Warning about over-interpreting histograms of small data sets
Adjusting the class width and the starting position for the first class can give a surprising amount of variability in histogram shape for small data sets. As a result, you must be extremely wary of over-interpreting features such as clusters or skewness in such histograms.
Indeed, it is probably better to avoid using histograms to display small data sets — stacked dot plots are far less likely to mislead you over minor features.

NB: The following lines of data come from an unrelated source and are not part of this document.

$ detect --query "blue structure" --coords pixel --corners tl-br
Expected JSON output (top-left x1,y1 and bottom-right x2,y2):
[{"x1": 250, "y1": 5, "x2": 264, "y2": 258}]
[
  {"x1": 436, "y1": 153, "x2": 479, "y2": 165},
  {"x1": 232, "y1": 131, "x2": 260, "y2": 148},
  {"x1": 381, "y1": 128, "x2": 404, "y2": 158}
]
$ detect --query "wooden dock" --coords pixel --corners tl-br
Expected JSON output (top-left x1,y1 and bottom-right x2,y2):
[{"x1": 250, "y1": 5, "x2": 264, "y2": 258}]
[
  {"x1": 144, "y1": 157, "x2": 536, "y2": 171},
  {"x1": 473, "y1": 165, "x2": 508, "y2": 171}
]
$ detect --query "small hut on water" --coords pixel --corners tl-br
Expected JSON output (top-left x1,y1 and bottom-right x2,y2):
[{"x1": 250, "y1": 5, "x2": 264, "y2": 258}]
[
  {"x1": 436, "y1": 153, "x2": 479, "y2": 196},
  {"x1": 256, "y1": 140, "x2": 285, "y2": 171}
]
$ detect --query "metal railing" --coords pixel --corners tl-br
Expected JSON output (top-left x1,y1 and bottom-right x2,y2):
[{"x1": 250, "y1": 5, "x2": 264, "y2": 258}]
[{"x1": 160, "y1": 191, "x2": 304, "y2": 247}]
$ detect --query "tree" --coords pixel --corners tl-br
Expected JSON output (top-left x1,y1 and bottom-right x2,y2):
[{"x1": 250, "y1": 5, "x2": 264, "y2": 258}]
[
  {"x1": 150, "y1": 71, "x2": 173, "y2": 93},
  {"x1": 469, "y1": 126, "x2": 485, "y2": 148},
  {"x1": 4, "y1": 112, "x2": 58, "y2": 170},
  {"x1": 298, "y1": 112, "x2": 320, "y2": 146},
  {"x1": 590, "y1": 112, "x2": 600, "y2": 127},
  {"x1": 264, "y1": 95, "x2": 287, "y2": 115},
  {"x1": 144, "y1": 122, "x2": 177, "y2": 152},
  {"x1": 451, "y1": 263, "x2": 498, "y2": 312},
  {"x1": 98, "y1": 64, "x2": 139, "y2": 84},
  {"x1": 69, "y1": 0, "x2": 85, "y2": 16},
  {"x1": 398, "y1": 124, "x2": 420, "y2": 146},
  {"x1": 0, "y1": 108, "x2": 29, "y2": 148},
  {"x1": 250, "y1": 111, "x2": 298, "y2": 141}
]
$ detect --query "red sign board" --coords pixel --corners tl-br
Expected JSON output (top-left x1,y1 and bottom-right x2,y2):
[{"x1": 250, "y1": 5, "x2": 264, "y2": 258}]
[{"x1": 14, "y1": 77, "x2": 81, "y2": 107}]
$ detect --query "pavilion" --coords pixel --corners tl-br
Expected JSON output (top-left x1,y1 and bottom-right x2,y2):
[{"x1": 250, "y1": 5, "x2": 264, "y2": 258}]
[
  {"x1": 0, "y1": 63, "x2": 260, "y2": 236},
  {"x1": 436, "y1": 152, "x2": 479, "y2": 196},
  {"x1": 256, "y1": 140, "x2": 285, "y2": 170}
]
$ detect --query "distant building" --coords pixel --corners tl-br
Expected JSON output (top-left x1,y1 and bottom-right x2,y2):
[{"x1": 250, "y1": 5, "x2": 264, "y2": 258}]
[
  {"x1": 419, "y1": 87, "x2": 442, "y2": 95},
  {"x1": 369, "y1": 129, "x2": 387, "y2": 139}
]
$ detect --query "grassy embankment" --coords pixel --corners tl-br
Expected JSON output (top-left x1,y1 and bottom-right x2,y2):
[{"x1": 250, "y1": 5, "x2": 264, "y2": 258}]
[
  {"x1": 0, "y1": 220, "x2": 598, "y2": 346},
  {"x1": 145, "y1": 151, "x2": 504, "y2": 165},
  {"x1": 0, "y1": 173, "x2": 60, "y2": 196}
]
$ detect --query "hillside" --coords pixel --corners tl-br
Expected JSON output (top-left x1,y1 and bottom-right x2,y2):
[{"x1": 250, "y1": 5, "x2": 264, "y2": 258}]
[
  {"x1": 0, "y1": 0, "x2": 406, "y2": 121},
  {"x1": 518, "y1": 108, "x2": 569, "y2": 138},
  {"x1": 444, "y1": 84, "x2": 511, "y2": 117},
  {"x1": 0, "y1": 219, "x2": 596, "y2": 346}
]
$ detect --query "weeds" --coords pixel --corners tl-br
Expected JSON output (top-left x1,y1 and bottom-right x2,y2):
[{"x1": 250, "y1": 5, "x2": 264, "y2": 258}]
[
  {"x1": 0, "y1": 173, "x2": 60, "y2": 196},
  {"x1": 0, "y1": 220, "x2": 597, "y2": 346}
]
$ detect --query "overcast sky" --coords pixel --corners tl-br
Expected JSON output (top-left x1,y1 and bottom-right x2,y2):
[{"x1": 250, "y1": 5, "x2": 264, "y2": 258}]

Inventory of furniture shops
The histogram below shows the distribution of the value of stock owned by 20 furniture stores in a city.
Use the buttons under the histogram to adjust the class width and to shift the histogram classes to the left or right. Note that the shape of the histogram varies considerably. The appearance of splitting into clusters is clearer in some of the histograms, than in others.
Are the clusters real, or are they just an artifact of our choice of classes?
Without further supporting evidence, the clusters are not pronounced enough for us to conclude that the emailed queries must belong to two meaningful groups. However they do give an indication of clustering that a good 'data detective' would investigate further.
Because the shape of a small data set's histogram is so dependent of the choice of classes,...
Dot plots or stem & leaf plots should be used in preference to histograms for small data sets.
Dot plots and stem & leaf plots show the size of the data set more clearly and hence give some warning about the risk of over-interpretation.